In Bangladesh the rise in demand for maize - as human food and from the poultry and fish industries - has led to a trend away from traditional rice-rice and rice-wheat cropping systems and toward rice-maize systems. But actual farm yields of rice and maize fall below their potential. This project will identify, test and promote key interventions in four districts that will lead to sustainable cropping intensification - resulting in double- and/or triple-cropping rice-maize systems. Specific objectives to improve these systems are: (i) to assess and prioritise constraints to, and opportunities for, uptake of improved management options; (ii) to evaluate and identify elite maize germplasm tolerant of excess moisture; (iii) to develop locally adapted management solutions for high-yielding, profitable, resource-efficient, and sustainable rice-maize systems; (iv) to build capacity and disseminate key technologies. Associated socioeconomic studies will undertake a strategic assessment and an empirical analysis of rice-maize systems and also conduct an impact assessment of key rice-maize options for the intensification of rice-based cropping systems. The project will be jointly managed by IRRI and CIMMYT in collaboration with government organisations (BARI, BRRI, BARD) and non-government organisations (BRAC, RDRS). We will establish partnerships using a range of public- and private-sector extension mechanisms to achieve rapid out-scaling of adapted management practices, thereby enabling large numbers of farmers to achieve high and sustained profit by adjusting the production of rice, maize, and other crops in response to markets and cost of inputs. We aim to achieve greater focus of partner institutions on sustainable system-level management, greater integration of germplasm improvement with crop management, greater consistency among researchers and between the public and private sector on technologies, and greater access of farmers to new information and technologies. A Technical Expert Group composed of lead investigators from government organisations and non-government organisations will facilitate consistency in the development and adaptation of technologies that address systems management. A National Working Group-which will additionally include representatives from extension, BADC, private seed companies, and local service providers-will facilitate wide-scale dissemination.

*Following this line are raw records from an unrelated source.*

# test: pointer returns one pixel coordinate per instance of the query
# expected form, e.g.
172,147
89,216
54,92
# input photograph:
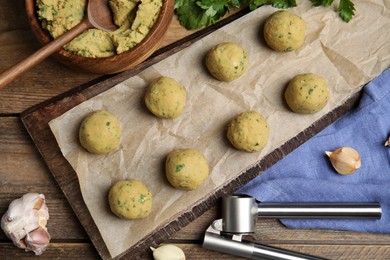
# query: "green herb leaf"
322,2
346,10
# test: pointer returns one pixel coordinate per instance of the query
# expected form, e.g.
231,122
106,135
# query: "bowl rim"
166,12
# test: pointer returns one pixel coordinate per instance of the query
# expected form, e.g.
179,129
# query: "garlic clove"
168,252
25,222
345,160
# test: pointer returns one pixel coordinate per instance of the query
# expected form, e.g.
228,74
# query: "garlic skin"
168,252
345,160
25,223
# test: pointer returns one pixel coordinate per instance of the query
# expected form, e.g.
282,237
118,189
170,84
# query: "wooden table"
23,170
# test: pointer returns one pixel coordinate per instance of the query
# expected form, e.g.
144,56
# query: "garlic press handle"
213,240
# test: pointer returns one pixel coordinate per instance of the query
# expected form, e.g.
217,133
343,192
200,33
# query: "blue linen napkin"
306,175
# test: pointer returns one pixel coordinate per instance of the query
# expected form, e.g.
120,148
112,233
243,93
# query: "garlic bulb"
25,223
345,160
168,252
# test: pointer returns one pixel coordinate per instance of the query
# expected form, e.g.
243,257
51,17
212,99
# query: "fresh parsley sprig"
195,14
346,8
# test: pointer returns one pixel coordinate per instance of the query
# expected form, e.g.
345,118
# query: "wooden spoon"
98,16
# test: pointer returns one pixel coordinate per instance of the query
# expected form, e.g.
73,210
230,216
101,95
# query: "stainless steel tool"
240,212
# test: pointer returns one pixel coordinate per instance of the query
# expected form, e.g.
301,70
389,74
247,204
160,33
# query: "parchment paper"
348,55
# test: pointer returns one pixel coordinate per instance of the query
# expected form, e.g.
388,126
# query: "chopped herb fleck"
179,167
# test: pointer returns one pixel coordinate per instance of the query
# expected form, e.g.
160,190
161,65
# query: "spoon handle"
16,70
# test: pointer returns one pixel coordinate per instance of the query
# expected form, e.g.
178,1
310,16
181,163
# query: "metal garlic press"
240,213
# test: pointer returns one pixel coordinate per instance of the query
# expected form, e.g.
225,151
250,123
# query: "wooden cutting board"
36,121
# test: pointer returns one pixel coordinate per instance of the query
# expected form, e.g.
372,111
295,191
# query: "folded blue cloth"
306,175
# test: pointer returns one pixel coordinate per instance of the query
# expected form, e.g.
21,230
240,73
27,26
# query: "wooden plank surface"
22,168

The project builds on existing linkages and experience from IRRI, CIMMYT and ACIAR projects in Bangladesh and South Asia. It will link with two ACIAR projects-LWR/2005/001 (Addressing legume constraints in cereals-based cropping systems) and CIM/2007/027 (Development of conservation farming implements)-by adapting and using the zero- or strip-till drill and other machinery in those projects.
The project will have significant scientific, economic, social, and community impacts. Assuming that improved technologies are taken up over the duration of the project in 4% of current rice-maize areas, benefit will be A$22.8 million. If, after 5 years from project completion, the area of rice-maize remains unchanged but adoption of technologies increases to 10% of the area, the benefit will be A$113 million. Capacity of researchers, extension workers, and farmers will be enhanced with regard to new technologies for system management. The adoption of sustainable intensive rice-maize systems will generate more year-round on-farm employment for the rural workforce.